Which is why I figured that with Baby Mabel I’d use a combination of reverse psychology (“No you cannot have peas, they’re for birthdays only’) and a more extreme approach (‘Put your clothes on or I’ll set fire to that trampoline”). This would make family life easier, the baby more compliant.

Well I tried, honestly I did, but Gina Ford has nothing to fear from me. Homer Simpson, on the other hand...

I can only conclude that after ten years of this parenting malarkey nurture plays no part, nature dominates.

It’s in their genes, your honour, because Mabel, 15 months, is a clone of the other members of the unruly collective, aged five, eight and nearly ten.

I accepted this on the beach during our Cornish seaside holiday last week as the sun beat down and I watched her impatiently hurl her sun hat into a rock pool for the fifth time, just as they used to.

The Candy clan are genetically programmed not to wear a hat (or “hat off” as they called them).

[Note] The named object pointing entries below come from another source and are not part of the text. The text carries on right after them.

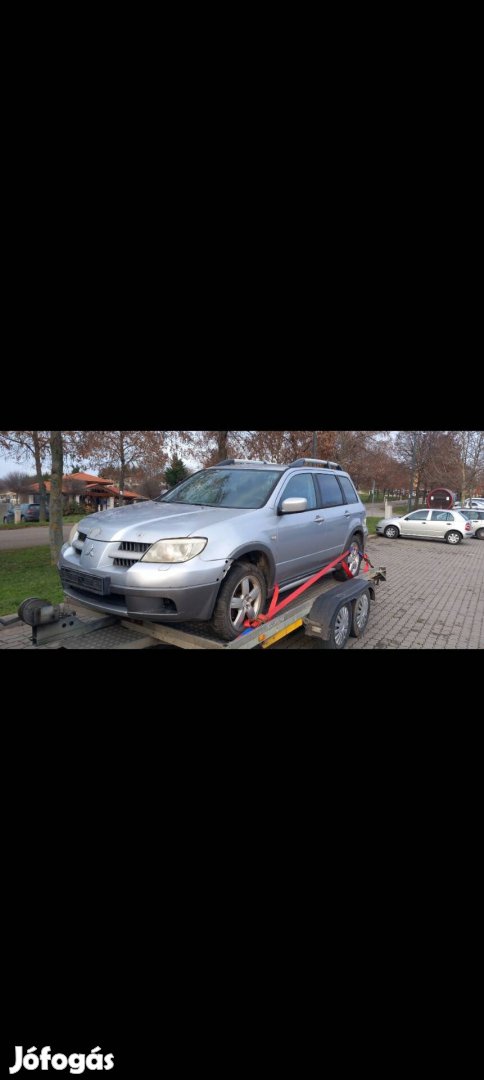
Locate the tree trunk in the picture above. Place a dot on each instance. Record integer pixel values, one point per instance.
(122, 470)
(42, 493)
(223, 440)
(56, 531)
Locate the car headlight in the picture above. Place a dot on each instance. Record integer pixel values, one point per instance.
(175, 551)
(74, 532)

Yet when I look around the crowded beach there are many children happily wearing hats, there are even children who quietly sit in their buggy while their moms wrestle them out of wet swimsuits, rather than wrestling back.

Children with a more agreeable gene pool? Or better parents? Who can say?

Maybe the person who believed that nurture not nature dictates a child’s personality is the same person who thinks beach volleyball is an Olympic sport.

I mean, I’ve tried all sorts of tricks now with Mabel, after my years of reading parenting manuals and late night conversations in chat rooms with the army of internet moms. Waste of time: Mabel still expertly gives me the slip when I try to get her dressed or brush her hair. I am in a constant state of motherhood deja vu, wondering where I misplaced the ‘make them do what you ask’ rule book. There is one, isn’t there?

Of course, none of this makes me love Mabel and her ever-expanding thighs any less, I just assumed that with every child you had you got a bit better at it.

And the others are a triumph of independent opinion, an attitude their teachers seem to find agreeable but is a little more challenging to manage at home.

The “hat off” debate doesn’t bother Mr Candy however, who is obviously Mabel’s favourite, as he’s never made her wear one (or tried to apply sun cream to her ginger bonce).

“She’s defiant, over-curious, stubborn and generally very bossy just like the other babies,” I tell him as I bemoan my inability to shape a more “perfect” baby.

“Really?” he says, raising an eyebrow, “Well it’s definitely genetic then.” - Daily Mail

* Lorraine Candy is editor-in-chief of Elle magazine.